Eduardo Luiz de Abreu Costa – Juiz que absolveu Moacir
Rodrigues Mendonça - delegado da Polícia Civil de São Paulo, acusado de estupro
contra a própria a neta, que tinha 16 anos na época da denúncia.
Sentença do magistrado:
“A não anuência à
vontade do agente, para a configuração do crime de estupro, deve ser séria,
efetiva, sincera e indicativa de que o sujeito passivo se opôs,
inequivocadamente, ao ato sexual, não bastando a simples relutância, as
negativas tímidas ou a resistência inerte. Não há prova segura e indene de que
o acusado empregou força física suficientemente capaz de impedir a vítima de
reagir. A violência material não foi asseverada, nem esclarecida. A violência
moral, igualmente, não é clarividente, penso”, escreveu o juiz Luiz de Abreu Costa.
Informações do processo:
“O delegado teria
levado a neta, então com 16 anos, para um quarto do hotel Thermas dos
Laranjais, em Olímpia, e abusado sexualmente dela, em setembro de 2014.
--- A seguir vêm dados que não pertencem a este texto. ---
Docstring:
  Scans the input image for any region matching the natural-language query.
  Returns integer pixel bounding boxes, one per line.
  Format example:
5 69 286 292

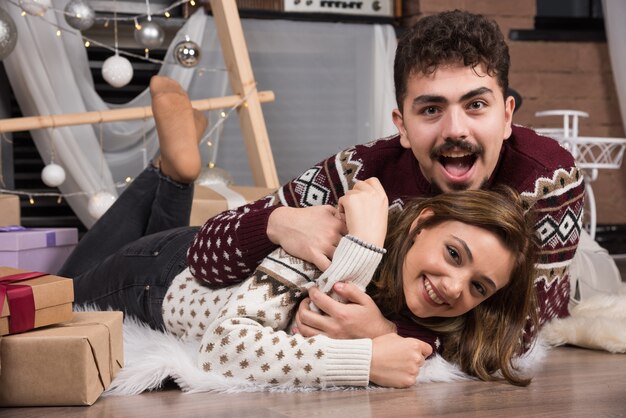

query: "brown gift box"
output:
189 185 274 226
0 267 74 335
0 194 20 226
0 311 124 406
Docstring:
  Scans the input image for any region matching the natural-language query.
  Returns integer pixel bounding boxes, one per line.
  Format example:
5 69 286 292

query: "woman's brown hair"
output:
368 186 537 385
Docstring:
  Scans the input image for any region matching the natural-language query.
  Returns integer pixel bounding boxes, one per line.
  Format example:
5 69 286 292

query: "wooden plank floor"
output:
0 347 626 418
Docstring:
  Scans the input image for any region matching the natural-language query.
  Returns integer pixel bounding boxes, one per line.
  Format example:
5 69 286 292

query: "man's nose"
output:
442 106 468 139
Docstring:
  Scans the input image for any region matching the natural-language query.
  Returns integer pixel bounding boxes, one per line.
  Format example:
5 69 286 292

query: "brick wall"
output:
402 0 626 224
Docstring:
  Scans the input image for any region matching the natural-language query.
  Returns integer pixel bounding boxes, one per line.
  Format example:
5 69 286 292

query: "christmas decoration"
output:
65 0 96 30
87 192 115 219
135 20 165 49
196 164 233 186
41 163 65 187
20 0 52 16
102 54 133 88
174 39 201 68
0 9 17 60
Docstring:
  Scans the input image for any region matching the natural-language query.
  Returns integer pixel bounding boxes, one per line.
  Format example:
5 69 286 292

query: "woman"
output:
60 78 535 387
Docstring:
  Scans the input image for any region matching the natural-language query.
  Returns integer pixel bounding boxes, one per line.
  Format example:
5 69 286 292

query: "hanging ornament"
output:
20 0 52 16
65 0 96 30
135 20 165 49
87 192 115 219
195 163 233 186
174 39 201 68
102 55 133 88
41 163 65 187
0 9 17 60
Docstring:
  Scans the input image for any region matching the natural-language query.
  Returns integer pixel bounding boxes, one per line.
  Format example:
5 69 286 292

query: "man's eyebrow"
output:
412 87 493 106
452 235 498 291
461 87 493 102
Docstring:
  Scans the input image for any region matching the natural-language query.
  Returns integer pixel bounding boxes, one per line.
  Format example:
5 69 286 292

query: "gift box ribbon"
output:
0 272 47 334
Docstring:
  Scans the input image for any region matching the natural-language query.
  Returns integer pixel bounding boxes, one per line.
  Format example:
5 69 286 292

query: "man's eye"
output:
422 106 439 116
469 100 485 110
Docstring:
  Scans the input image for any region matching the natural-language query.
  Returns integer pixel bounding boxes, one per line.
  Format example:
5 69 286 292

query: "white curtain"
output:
0 0 396 227
602 0 626 129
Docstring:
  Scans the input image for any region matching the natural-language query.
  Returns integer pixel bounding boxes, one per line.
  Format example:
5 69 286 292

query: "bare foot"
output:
150 76 201 183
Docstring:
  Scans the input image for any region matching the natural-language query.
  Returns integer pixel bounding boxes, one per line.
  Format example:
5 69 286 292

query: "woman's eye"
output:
473 282 487 296
446 245 461 264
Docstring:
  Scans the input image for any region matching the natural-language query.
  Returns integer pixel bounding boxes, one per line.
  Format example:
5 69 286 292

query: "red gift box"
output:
0 267 74 335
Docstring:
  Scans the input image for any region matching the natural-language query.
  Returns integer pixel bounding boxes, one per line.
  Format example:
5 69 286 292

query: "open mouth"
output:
439 151 477 178
424 279 446 305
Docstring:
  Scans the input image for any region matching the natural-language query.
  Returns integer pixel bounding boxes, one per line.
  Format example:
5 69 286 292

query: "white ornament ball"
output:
0 9 17 60
20 0 52 16
102 55 133 88
41 163 65 187
195 166 233 186
135 21 165 49
64 0 96 30
87 192 115 219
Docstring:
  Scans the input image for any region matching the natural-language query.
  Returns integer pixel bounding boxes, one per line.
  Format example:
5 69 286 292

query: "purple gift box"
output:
0 227 78 274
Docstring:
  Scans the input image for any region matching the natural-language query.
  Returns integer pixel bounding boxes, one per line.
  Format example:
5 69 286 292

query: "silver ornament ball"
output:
135 21 165 49
20 0 52 16
0 9 17 61
174 41 201 68
102 55 133 87
65 0 96 30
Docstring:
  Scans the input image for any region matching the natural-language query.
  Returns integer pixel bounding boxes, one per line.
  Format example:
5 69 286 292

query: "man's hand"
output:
296 282 396 339
370 334 433 388
267 205 348 271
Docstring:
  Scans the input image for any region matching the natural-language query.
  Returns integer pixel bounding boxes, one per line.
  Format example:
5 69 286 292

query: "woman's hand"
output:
296 282 396 339
370 334 433 388
338 177 389 247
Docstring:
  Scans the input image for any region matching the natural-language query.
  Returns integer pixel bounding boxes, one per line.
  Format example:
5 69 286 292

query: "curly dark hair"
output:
394 10 510 112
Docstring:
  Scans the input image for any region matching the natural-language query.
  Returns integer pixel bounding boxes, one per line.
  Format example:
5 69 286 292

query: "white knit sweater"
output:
163 237 382 387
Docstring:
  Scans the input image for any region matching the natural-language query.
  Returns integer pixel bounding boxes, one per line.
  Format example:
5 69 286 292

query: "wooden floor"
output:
0 347 626 418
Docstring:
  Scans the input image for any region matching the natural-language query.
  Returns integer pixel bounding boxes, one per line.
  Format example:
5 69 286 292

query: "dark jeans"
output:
59 166 199 329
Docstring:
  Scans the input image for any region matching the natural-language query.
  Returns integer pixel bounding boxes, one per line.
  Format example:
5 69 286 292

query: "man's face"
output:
393 64 515 192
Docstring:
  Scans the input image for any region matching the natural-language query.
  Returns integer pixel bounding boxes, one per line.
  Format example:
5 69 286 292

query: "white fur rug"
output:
83 284 626 396
94 318 547 396
540 283 626 353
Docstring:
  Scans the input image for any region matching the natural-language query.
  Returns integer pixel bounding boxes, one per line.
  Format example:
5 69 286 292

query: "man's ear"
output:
504 96 515 141
391 108 411 149
411 208 435 231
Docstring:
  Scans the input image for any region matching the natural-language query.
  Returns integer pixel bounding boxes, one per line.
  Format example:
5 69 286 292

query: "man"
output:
188 11 584 348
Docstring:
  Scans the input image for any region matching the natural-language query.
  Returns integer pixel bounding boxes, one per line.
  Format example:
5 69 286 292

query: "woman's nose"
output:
441 276 463 303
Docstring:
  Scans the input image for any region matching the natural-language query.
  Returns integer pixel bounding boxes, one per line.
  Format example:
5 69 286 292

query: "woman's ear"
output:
411 208 435 231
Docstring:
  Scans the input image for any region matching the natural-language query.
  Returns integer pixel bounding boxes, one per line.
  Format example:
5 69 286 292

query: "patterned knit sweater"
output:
187 126 584 338
162 236 382 387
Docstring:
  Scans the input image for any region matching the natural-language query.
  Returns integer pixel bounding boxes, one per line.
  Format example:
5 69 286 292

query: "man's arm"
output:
521 167 584 325
187 149 351 286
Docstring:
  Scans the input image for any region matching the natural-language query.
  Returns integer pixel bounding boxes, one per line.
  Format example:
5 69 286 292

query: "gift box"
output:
0 267 74 335
0 228 78 274
0 194 20 226
0 311 124 406
189 184 274 225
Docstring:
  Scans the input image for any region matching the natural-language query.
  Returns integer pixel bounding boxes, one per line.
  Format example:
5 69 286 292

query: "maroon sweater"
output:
187 126 584 338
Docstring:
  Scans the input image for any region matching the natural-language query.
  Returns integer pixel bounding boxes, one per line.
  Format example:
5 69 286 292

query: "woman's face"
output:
402 214 514 318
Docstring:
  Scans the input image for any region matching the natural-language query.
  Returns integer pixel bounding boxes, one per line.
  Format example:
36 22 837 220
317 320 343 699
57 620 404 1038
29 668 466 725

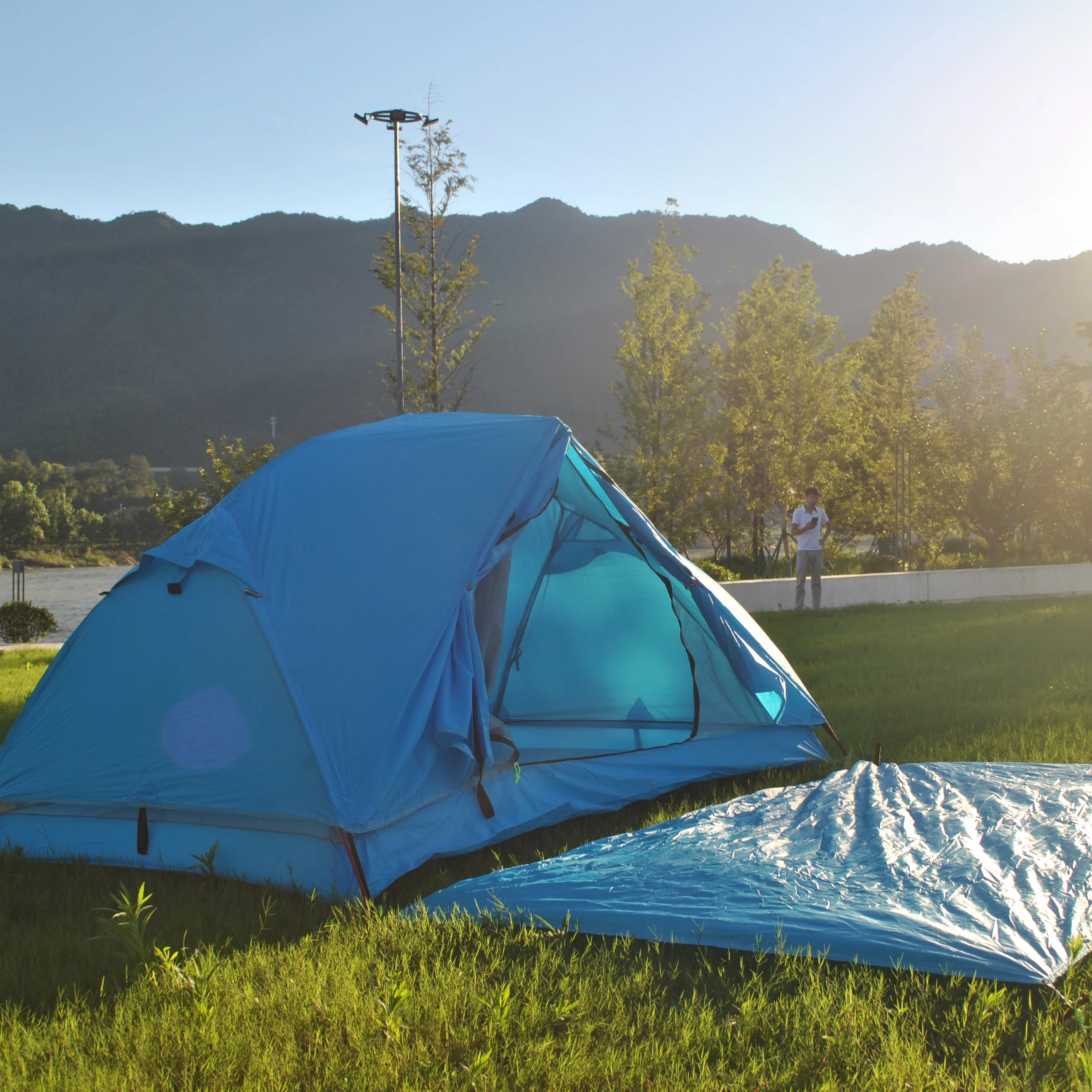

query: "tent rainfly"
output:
0 413 826 897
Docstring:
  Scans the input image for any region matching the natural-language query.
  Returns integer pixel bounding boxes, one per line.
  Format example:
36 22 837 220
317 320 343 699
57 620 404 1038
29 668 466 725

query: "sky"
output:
0 0 1092 262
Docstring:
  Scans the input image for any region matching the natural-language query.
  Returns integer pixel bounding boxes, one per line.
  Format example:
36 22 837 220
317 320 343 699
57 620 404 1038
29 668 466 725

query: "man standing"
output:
788 486 830 610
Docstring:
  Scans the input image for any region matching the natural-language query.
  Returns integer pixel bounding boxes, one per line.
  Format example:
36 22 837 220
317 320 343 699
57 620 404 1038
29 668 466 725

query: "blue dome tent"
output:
0 413 826 894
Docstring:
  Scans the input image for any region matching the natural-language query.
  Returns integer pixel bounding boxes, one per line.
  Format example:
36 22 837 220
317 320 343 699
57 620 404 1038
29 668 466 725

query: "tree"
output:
605 201 724 549
840 273 943 561
372 120 494 413
44 488 103 551
714 257 846 576
155 436 274 534
0 480 49 550
929 327 1092 566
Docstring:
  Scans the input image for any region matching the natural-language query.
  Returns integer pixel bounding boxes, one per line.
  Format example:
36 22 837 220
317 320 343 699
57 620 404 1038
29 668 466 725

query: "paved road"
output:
0 565 129 641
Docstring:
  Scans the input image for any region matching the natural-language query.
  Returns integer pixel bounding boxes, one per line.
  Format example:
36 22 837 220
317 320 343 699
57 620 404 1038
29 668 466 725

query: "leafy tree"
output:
372 121 494 413
606 201 724 549
70 455 155 515
930 328 1092 566
154 436 274 534
714 257 846 572
0 480 49 550
0 601 60 644
839 273 945 567
44 488 103 550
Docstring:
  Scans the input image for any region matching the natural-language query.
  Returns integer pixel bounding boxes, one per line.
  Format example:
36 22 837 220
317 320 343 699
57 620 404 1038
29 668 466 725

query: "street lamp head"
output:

Conforme relatou durante a investigação pela Corregedoria da Polícia Civil,
inicialmente a adolescente ficou sem reação, perplexa com a investida do avô.
Consumado o ato,
segundo ela, o familiar ainda advertiu que ‘isso fica entre nós’. A suposta
violência veio à tona vinte dias depois, quando a adolescente foi flagrada no
quarto com um revólver do pai, policial militar, tentando o suicídio”.
Theodoro Alexandre da Silva Silveira – promotor que humilhou
e ofendeu adolescente vítima de estupro cometido pelo próprio pai.
Palavras do promotor
"(...) Tu fez eu e a juíza
autorizar um aborto e agora tu te arrependeu assim? Tu pode pra abrir as pernas
(...) pra um cara tu tem maturidade (....) e pra assumir uma criança tu não
tem?"
“sabe que tu é uma pessoa de sorte,
porque tu é menor de 18, se tu fosse maior de 18 eu ia pedir a tua preventiva
agora”.
“Vamo. Tu
teve coragem de fazer o pior, matou uma criança, agora fica com essa carinha de
anjo” (se referindo ao aborto feito com autorização da Justiça pela vítima).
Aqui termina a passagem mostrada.